Federal bill would ease taxes on Maine car dealerships facing supply chain issues

Car dealership Photo / Renee Cordes A congressional bill cosponsored by U.S. Sen. Angus King, I-Maine, would ease the effects of supply chain challenges on car dealerships facing higher costs and limited inventory. Shown here is Yankee Ford in South Portland.

A congressional bill cosponsored by U.S. Sen. Angus King, I-Maine, aims to ease the effects of supply chain challenges on car dealerships facing higher costs and limited inventory. 

The Supply Chain Disruptions Relief Act would adjust taxes for dealerships that cannot maintain a minimum level of inventory, so that businesses don’t pay the price for supply chain shortages beyond their control.

"Rising costs for car dealerships have contributed to high inflation, which is squeezing household budgets across Maine and the nation," King said. "Let’s pass this bill quickly, so we can ensure our local businesses aren’t subjected to unnecessary tax burdens that get passed on to consumers.”

Industry representatives welcomed the initiative.

“From necessary production parts being unavailable to transportation systems that are jammed up, supply chain issues are making it difficult for Maine’s franchise auto dealers to get and maintain inventory,” said John Emerson, head of the Augusta-based Maine Auto Dealers Association.

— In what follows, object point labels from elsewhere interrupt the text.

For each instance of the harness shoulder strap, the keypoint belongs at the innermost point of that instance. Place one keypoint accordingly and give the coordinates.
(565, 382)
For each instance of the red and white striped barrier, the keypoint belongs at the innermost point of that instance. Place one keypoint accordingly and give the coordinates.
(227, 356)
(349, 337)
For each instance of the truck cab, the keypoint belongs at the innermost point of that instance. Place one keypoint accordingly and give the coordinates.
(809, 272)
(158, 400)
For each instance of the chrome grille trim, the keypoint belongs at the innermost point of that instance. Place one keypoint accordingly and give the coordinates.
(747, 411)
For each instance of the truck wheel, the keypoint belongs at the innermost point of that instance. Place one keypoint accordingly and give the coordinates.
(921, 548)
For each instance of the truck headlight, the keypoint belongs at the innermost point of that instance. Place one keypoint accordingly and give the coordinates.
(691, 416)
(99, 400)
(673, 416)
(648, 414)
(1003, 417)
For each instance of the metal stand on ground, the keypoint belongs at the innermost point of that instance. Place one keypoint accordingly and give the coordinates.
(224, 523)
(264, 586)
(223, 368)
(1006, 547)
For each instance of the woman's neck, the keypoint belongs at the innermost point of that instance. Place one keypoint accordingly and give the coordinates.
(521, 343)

He also noted that more than half of Maine's car dealers, including many smaller family-run operations, are currently on a so-called "last in first out" system, where a drastic drop in inventory results in a taxable phantom profit.

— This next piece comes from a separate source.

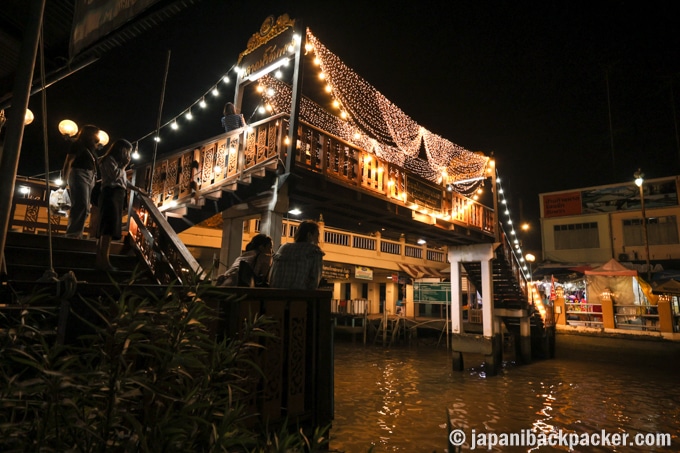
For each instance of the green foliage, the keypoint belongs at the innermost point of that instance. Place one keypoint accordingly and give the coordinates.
(145, 375)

"Dealers are asking for three years of relief to let inventories rebuild — this is not a forever forgiveness, but this would give dealers some time to recover," Emerson said.

Adam Lee, chairman of Lee Auto Malls with 17 dealerships from Bangor to Saco, had a similar observation.

"This sort of adjustment could be extremely helpful since the current, very unusual situation with drastically reduced inventory could cause huge tax bills," he told Mainebiz.

Automobile supply chains worldwide have been significantly disrupted during the pandemic. 

The Supply Chain Disruptions Relief Act would provide a statutory determination that the requirements for a qualified liquidation under Section 473 of the U.S. Code have been satisfied for new motor vehicle dealers that have had a reduction of new vehicles held in the Last In First Out inventory system.